Ultrasonic testing (UT) is a widely used non-destructive testing technique to perform quality checks on various materials in order to detect internal flaws or to perform quality control. Typically, a UT probe is a transducer that emits an ultrasonic pulse into the object under inspection, and detects a reflected pulse. In the absence of a defect in the path of the pulse, the pulse will be reflected from the far boundary of the object, and will have a characteristic amplitude. A defect in the path of the pulse will result in a pulse reflected by the defect. The reflected pulse returns to the probe where it is detected.
UT inspection works very well for an object with relatively flat surfaces. Not all objects are suited to this type of inspection, for example it is more difficult to achieve a high level of accuracy when inspecting objects that have rounded surfaces.
However, it can be necessary to ensure the quality of a spherical object such as a steel bearing ball. A ball bearing can only function properly when the surfaces of the race and the surfaces of each bearing ball are smooth and free of defects. Small bearing balls can be manufactured relatively easily to a high standard. Larger bearing balls are more difficult to manufacture to the required standards since their larger dimensions increase the likelihood of surface defects.
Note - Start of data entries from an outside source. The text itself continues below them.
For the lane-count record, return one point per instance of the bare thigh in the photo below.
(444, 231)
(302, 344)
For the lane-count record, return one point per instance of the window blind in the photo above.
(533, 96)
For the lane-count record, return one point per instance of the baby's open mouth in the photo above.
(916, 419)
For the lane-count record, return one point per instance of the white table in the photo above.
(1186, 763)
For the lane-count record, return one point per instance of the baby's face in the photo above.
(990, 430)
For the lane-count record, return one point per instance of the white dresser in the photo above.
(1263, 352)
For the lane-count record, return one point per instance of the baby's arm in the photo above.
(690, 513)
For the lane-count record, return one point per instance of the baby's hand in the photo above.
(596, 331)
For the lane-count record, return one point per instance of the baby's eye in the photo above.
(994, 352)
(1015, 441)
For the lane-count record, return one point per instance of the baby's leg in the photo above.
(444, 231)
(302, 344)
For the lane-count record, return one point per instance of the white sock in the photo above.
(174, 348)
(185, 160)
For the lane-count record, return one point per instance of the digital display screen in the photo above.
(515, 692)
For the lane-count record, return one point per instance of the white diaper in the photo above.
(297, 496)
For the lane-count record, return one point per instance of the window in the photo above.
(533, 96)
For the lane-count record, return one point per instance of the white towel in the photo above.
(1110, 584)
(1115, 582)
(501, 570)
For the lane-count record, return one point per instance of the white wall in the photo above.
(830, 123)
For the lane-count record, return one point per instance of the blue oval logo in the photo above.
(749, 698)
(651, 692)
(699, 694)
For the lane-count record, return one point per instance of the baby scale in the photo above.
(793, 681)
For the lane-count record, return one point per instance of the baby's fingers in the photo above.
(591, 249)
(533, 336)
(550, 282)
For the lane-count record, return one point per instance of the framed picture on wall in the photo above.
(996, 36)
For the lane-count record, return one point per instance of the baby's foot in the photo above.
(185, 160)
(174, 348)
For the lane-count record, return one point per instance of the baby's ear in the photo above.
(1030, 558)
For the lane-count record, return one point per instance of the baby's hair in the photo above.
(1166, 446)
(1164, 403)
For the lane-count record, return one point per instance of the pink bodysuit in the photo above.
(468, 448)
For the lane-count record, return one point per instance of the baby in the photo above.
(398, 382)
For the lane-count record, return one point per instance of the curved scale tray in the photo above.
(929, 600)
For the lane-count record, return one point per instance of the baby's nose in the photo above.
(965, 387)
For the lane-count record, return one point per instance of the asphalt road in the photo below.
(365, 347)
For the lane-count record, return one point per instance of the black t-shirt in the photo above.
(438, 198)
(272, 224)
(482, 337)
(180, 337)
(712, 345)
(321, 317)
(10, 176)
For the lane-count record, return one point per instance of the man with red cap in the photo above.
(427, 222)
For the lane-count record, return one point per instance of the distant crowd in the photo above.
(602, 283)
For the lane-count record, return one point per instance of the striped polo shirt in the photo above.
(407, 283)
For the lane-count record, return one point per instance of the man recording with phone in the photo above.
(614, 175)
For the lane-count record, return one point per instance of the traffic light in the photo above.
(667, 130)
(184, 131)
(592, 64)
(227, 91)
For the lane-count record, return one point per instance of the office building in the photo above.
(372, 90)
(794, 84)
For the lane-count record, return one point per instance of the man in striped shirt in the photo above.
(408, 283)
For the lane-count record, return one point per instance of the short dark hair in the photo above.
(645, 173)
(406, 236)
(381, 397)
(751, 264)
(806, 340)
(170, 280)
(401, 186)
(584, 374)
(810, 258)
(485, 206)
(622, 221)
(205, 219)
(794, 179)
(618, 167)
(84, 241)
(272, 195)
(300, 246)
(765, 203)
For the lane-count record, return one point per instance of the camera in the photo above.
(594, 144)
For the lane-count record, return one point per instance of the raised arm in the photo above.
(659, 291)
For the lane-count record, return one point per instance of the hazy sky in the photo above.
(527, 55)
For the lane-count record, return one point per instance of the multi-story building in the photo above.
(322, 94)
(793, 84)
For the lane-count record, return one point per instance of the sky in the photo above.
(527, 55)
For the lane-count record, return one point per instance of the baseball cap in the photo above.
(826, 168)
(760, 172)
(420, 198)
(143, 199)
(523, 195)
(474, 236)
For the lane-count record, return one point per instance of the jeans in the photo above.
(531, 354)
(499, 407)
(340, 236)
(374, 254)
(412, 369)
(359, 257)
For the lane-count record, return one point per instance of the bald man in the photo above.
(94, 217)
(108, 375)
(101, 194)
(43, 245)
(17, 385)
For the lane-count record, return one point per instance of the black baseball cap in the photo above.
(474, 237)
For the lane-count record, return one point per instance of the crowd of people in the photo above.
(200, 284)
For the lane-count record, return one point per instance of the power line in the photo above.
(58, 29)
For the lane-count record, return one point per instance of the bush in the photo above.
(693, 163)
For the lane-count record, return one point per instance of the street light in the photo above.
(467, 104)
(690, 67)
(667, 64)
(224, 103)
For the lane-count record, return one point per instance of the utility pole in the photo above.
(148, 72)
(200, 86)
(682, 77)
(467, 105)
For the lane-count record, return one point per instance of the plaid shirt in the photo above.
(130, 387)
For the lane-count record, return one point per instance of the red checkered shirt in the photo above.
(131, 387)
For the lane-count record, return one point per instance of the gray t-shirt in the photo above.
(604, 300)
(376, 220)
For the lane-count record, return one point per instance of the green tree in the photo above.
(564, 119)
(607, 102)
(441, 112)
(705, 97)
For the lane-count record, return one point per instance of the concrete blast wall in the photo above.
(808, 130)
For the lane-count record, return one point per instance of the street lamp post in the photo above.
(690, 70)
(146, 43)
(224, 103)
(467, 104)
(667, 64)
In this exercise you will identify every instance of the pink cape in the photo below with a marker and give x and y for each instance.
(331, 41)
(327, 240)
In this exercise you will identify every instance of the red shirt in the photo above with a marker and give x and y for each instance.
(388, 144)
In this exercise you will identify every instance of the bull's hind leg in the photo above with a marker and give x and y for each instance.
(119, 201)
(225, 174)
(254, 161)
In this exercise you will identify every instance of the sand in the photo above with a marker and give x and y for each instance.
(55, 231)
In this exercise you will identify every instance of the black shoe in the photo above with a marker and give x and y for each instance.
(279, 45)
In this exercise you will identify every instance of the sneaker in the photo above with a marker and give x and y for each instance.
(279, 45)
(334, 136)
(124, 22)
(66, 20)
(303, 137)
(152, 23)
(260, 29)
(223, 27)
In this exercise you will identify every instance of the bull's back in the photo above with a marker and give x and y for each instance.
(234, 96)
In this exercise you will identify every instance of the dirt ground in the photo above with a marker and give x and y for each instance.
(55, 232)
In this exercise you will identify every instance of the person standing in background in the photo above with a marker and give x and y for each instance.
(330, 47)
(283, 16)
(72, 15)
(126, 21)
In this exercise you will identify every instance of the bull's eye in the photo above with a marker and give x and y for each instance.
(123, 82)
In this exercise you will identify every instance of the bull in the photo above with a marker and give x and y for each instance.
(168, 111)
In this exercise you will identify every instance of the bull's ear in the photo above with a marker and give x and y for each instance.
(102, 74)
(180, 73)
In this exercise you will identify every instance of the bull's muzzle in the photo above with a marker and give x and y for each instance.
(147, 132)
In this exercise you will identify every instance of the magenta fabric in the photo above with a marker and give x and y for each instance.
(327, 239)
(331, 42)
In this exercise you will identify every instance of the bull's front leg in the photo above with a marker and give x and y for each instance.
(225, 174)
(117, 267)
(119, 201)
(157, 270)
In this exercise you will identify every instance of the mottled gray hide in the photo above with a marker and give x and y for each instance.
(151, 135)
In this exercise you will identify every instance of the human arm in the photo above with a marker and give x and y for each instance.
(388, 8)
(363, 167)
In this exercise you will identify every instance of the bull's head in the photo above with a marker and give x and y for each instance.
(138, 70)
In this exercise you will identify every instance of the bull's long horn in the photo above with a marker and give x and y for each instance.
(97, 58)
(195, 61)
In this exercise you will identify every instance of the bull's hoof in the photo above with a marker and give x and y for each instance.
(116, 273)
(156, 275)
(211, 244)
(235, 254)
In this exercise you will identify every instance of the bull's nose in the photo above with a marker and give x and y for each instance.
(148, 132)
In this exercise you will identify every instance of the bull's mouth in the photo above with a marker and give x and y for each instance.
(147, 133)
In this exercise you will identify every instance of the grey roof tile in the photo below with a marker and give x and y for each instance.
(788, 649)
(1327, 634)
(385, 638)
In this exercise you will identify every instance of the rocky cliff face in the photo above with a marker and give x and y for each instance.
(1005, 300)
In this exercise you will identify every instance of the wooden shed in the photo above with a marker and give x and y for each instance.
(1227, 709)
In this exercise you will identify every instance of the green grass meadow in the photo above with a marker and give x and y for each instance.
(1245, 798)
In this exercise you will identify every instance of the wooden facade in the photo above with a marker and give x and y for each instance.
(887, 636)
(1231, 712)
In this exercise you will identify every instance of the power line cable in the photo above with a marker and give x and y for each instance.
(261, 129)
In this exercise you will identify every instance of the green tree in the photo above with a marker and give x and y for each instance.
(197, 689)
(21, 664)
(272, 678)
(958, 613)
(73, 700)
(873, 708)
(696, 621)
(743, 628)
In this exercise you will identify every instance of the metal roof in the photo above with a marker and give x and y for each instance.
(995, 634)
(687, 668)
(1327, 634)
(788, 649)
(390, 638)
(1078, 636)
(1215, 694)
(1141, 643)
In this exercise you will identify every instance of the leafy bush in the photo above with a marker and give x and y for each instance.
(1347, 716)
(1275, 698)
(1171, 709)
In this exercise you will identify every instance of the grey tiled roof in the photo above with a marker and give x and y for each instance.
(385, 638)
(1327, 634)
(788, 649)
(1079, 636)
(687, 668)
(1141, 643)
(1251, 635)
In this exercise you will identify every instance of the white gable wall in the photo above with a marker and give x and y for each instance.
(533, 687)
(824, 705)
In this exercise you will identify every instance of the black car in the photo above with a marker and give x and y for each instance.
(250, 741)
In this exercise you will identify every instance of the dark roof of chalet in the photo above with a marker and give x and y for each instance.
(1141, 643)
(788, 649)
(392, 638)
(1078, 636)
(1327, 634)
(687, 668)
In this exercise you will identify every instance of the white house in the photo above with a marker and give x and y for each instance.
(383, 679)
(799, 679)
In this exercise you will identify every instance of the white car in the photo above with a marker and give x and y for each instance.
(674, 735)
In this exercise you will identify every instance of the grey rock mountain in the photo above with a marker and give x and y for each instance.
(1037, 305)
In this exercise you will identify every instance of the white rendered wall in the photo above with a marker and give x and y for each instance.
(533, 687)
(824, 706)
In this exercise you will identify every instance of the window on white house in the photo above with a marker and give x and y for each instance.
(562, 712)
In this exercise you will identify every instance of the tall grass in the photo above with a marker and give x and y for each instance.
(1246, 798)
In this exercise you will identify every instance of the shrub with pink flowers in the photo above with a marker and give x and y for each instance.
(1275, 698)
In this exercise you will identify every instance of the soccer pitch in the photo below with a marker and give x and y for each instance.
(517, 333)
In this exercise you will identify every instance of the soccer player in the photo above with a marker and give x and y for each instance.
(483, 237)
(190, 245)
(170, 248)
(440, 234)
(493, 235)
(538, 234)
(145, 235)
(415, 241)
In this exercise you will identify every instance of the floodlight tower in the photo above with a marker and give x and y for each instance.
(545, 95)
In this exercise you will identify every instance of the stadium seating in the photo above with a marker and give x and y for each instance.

Therefore, much effort is invested in the inspection of such bearing balls, and an inspection procedure with a high probability of detection (PoD) rate is necessary to ensure that a flawed bearing ball does not make it through quality control. A visual inspection is slow and limited to the detection of evident defects such as pits or cracks in the outer surface. Such bearing balls would be discarded. However, a disadvantage of visual inspection is that a potentially problematic internal defect may escape detection. An internal defect located close to the surface of a bearing ball may later open up. An open defect can subsequently lead to seizure of the bearing and failure of the machine. In the case of large machine such as a wind turbine generator weighing several tons, failure of the ball bearing and subsequent repair can be very costly. Therefore, inspection of the components of such a large ball bearing may involve other techniques such as eddy current testing or UT inspection. However, when the known techniques of UT inspection are applied to a spherical body, the behavior of the pulses in the spherical body makes it difficult to interpret the reflections, so that a reliable inspection is not possible. Furthermore, the known techniques are not suited to detecting defects or flaws at or near the surface of a sphere.